I –a administração do Núcleo de Atendimento Integrado;

II –a coordenação do processo de elaboração e atualização do Regimento Interno do NAI;

III – a fiscalização do cumprimento do Termo de Cooperação Técnica;

IV –a integração entre os órgãos e serviços que compõem o NAI;

V –a regulamentação dos procedimentos e fluxos para a recepção, o acolhimento e o atendimento intersetorial do adolescente a quem se atribua prática de ato infracional;

VI –a elaboração de mecanismos de comunicação externa e interna entre os serviços e órgãos que compõem o NAI;

VII – a organização e a disponibilização de informações e dados referentes aos atendimentos realizados, resguardando o sigilo e a proteção dos dados pessoais dos adolescentes e seus familiares ou responsáveis;

VIII – a elaboração e a divulgação de relatório anual contendo dados e informações sobre os atendimentos realizados, nos termos do inciso anterior, e sobre a gestão do equipamento; e

IX. outras atividades atinentes ao bom funcionamento do equipamento.

§2º Poderão compor o Comitê Gestor Interinstitucional os representantes dos órgãos dos serviços de Saúde, de Educação, de Cultura, de proteção a crianças e adolescentes ameaçados de morte e de outras políticas sociais e de instituições como o Conselho Tutelar e organizações da sociedade civil.

Art. 8º Recomendar aos tribunais de Justiça que adotem providências para que o NAI conte com, no mínimo, uma Vara com competência exclusiva para a infância e juventude composta por quadro de magistrados e servidores suficiente à demanda local.
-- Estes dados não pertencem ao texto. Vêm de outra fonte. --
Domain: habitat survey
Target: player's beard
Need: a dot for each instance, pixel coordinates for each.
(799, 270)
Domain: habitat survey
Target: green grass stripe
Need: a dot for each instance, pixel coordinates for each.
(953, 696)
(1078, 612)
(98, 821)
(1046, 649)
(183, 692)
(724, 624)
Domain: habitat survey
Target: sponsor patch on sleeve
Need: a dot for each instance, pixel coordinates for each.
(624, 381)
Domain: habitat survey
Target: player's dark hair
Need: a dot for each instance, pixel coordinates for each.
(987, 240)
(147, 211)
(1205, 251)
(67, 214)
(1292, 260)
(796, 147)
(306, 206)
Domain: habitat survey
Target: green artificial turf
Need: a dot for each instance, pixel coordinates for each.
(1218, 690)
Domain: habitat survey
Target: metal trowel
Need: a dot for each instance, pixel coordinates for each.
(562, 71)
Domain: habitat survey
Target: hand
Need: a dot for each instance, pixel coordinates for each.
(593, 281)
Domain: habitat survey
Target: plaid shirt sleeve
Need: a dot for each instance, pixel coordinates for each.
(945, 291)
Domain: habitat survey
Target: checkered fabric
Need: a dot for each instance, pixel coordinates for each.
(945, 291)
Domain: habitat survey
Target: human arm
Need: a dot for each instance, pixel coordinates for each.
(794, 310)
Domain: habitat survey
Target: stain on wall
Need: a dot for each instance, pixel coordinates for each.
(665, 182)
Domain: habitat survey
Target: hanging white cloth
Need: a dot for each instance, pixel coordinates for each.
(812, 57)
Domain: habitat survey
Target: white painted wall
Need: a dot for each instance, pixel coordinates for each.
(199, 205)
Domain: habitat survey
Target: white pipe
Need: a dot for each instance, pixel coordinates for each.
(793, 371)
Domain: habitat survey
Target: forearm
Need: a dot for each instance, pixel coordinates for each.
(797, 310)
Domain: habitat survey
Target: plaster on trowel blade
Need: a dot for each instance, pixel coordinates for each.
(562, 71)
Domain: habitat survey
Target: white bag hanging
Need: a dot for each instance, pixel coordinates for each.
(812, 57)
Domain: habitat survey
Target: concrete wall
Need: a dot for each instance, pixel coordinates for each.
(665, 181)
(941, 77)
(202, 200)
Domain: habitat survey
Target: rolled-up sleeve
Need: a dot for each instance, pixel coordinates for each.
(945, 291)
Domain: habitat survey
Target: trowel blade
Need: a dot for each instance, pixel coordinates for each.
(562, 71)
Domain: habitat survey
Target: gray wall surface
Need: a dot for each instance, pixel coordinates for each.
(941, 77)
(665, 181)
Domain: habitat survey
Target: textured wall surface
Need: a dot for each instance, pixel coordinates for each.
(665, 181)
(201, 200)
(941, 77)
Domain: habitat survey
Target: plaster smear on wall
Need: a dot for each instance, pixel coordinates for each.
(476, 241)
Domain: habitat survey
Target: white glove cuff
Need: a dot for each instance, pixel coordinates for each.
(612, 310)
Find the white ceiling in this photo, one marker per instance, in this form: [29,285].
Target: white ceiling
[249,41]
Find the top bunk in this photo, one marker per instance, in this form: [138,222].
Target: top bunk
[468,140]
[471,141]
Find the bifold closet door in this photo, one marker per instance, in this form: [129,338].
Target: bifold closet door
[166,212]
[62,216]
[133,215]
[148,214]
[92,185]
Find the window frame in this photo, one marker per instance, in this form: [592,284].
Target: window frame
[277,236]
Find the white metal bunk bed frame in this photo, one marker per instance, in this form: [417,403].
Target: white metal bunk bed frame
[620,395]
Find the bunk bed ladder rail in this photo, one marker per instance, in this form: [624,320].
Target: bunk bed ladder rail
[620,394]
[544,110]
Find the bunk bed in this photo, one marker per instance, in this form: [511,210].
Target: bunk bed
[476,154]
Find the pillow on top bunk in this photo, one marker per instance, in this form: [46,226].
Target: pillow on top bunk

§1º Nas comarcas em que houver mais de uma Vara com competência exclusiva para a infância e juventude com atribuição para apuração de ato infracional, todas poderão compor o NAI, conforme disposição do Tribunal de Justiça respectivo.

§2º Recomenda-se que o quadro de servidores da Vara da Infância e Juventude conte com equipe interprofissional composta de, no mínimo, quatro profissionais.

Art. 9º Recomendar aos Tribunais de Justiça e aos magistrados que o NAI funcione preferencialmente de maneira ininterrupta, viabilizando a recepção e o acolhimento de adolescente a quem se atribua a prática de ato infracional a qualquer hora do dia, inclusive durante os finais de semana e feriados.

Parágrafo único. Recomenda-se que os Tribunais de Justiça priorizem a continuidade da prestação jurisdicional especializada junto ao NAI, designando juízes para atuação em regime de plantão durante os feriados e finais de semana.

Art. 10. Recomendar que os Termos de Cooperação Técnica previstos nesta Recomendação sejam elaborados sob a coordenação dos Tribunais de Justiça, no prazo máximo de seis meses a partir da vigência desta Recomendação.

Art. 11. O Departamento de Monitoramento e Fiscalização do Sistema Carcerário e do Sistema de Execução de Medidas Socioeducativas elaborará manual de implantação do NAI, que versará sobre os procedimentos administrativos, judiciais e técnicos para seu pleno funcionamento no âmbito do Poder Judiciário, no prazo de 120 dias após a publicação desta Recomendação.

Art. 12. Esta Recomendação entrará em vigor no prazo de 120 dias contados de sua publicação.